LUXEMBURG
ANNETTE DUSCHINGER

Fusion im Spitalswesen: „Hôpitaux Robert Schuman“ erblickte das Licht der Welt

Schon dass die Pressekonferenz im Hôpital Kirchberg stattfand, sprach eigentlich Bände, als die Fusion der Fondation François-Elisabeth und der ZithaKlinik SA gestern im Beisein von Gesundheitsministerin Lydia Mutsch vorgestellt wurde. Dort wird in Zukunft die Notaufnahme zentralisiert werden, die Diskussion darüber, wo in Zukunft was und wie tief medizinisch angeboten wird, sei aber noch nicht abgeschlossen, sagte der Präsident des Verwaltungsrats der des neuen Krankenhausverbunds, Frank Wagener. Es gebe ja auch noch politische „unbekannte Größen“: Mit welchem Budget könne man in Zukunft noch rechnen, was werde im Krankenhausplan festgelegt und wie sollen die Kompetenzzentren im Land verteilt werden?

Die vier Standorte bleibenunverändert erhalten

„Außergewöhnlich schnell, in nur anderthalb Jahren haben wir die vier Häuser - Clinique Bohler, Hôpital Kirchberg, die Escher Clinique Sainte-Marie sowie die Zi-thaKlinik - zusammengebracht“, so Wagener, der betonte, dass die vier Standorte unverändert - auch von den Namen her - erhalten bleiben und sich auch für das Personal nichts ändert.

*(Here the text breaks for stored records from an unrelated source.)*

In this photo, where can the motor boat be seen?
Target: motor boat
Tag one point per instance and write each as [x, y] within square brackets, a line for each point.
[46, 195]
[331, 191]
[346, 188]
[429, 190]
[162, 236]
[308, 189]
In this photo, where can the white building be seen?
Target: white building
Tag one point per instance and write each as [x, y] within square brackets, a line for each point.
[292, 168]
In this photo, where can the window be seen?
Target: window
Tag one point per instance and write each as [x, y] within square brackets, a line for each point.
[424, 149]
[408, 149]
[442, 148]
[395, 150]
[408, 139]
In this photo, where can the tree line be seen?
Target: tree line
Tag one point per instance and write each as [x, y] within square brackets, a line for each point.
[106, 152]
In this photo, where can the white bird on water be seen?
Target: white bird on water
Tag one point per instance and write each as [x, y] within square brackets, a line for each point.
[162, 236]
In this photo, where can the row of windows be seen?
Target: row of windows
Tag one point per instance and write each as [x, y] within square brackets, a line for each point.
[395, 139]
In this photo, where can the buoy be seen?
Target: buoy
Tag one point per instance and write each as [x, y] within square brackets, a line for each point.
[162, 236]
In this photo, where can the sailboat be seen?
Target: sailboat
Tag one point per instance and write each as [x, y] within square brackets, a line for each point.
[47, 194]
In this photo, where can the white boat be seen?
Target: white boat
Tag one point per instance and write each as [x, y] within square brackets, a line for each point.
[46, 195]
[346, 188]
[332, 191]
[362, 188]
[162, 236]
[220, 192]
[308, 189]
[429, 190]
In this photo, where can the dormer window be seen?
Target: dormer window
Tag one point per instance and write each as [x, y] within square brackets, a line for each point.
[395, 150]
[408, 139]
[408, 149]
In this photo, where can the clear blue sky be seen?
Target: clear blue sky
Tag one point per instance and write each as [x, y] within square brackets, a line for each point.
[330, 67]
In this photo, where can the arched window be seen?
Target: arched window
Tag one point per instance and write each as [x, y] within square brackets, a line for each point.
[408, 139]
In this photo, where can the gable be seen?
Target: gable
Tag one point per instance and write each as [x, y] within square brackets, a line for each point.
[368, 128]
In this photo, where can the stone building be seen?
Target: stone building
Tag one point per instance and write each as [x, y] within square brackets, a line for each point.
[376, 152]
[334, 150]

Die Fondation François-Elisabeth verwaltet allerdings den Krankenhausverbund und benennt sich in „Fondation Hôpitaux Robert Schuman“ um.

Die Zielsetzungen der Fusion entsprechen ganz dem, was politisch auch gewollt ist: Die Prävention stärken (mit dem ZithaGesundheitsZentrum), Aktivitäten bündeln für mehr Spezialisierung und eine höhere „kritische Masse“, die ambulanten Aktivitäten ausbauen und mit ausländischen Universitäten zusammen zu arbeiten. Sie wurden von Gesundheitsministerin Lydie Mutsch denn auch ausdrücklich als „richtiger Weg“ begrüßt. In Regierung und Ministerium werde man gute Partner finden.

Veränderungen wird es durch die Zentralisierung der Notaufnahme im Hôpital Kirchberg für die Bereitschaftsdienste geben, die dann noch von zwei Krankenhäusern im Zentrum gewährleistet werden. Das sei „ein Switch, der gut vorbereitet werden will und das ist vor Sommer 2015 nicht machbar“, sagte Dr. Philippe Turk.